10.3 Targeting Autophagy/Mitophagy: New Therapeutic Strategies
CSC generation, differentiation, plasticity, migration/invasion, and immune resistance are very much dependent on the variation of autophagy/mitophagy. During anticancer therapy, CSCs remain at the dormant stage to cope with intracellular and environmental stress, involving oxidative stress triggered by overproduction of reactive oxygen species (ROS). These dormant cells arise from EMT tumor cells and become non-cycling autophagic CSC which are later maneuvered on the release of paracrine factors (like MET, TGF-β receptor, IL-6 receptor, PDGFR, EGFR, FGFR, Hedgehog/Smoothened, WNT/Frizzled, Gas6/AXL, and Notch ligands) to cycling CSC with low autophagy. Thus, autophagy and mitophagy enable CSCs to colonize, migrate and metastasize, defy apoptosis and antitumor drugs and hence become therapy-resistant by its self-renewal property and replace the pool of differentiated tumor cells (Marcucci et al. 2017) (Table 10.2).

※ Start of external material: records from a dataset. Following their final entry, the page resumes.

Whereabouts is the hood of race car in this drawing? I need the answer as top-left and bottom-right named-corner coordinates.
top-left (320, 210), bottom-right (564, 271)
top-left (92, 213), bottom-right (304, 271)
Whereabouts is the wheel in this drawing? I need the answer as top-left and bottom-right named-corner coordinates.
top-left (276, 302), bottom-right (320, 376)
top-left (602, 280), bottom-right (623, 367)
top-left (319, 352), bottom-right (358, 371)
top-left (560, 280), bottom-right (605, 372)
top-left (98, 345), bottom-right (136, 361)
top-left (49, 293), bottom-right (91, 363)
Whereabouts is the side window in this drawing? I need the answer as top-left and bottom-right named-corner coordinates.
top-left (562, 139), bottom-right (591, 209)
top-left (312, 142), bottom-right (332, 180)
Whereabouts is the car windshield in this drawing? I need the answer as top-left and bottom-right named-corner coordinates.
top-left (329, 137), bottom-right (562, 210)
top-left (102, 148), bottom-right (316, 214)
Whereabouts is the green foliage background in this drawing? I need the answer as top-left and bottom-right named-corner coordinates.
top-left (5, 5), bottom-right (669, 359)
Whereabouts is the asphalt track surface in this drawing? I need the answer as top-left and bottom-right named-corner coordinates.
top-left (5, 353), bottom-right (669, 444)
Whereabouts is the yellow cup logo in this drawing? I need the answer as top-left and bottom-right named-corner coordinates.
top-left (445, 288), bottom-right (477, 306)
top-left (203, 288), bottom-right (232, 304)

Autophagy/mitophagy has an inevitable role in cancer cell survival, metastasis, and therapy resistance. The potentially new targeted therapeutic strategy is to use double or triple combinatorial doses of drugs or antibodies and/or radiation to modulate autophagic machinery to efficiently eradicate CSCs. Chemotherapy is a widespread treatment strategy for cancer therapy that engulfs dividing cells and disrupts cancer–cell division. However, several studies have revealed that the overall success rate of chemotherapy is often restricted via the upregulation of cytoprotective activation of autophagy in CSCs which protects cancer cells subjected to anticancer therapy. Cancer chemotherapeutic drugs 5-Fluorouracil (5FU) and cisplatin used in various solid cancers, like, gallbladder and colorectal cancers show autophagy-regulated chemoresistance (Ferreira et al. 2016; Liang et al. 2014; Park et al. 2013). Additionally, the CXCL12/CXCR4 axis is prompted in colorectal cancer and is linked with potential progression of cancer, such as invasion, metastasis, and chemoresistance. Subsequently, grants 5-fluorouracil (5-FU) resistance by increasing autophagy both in vitro and in vivo (Yu et al. 2017).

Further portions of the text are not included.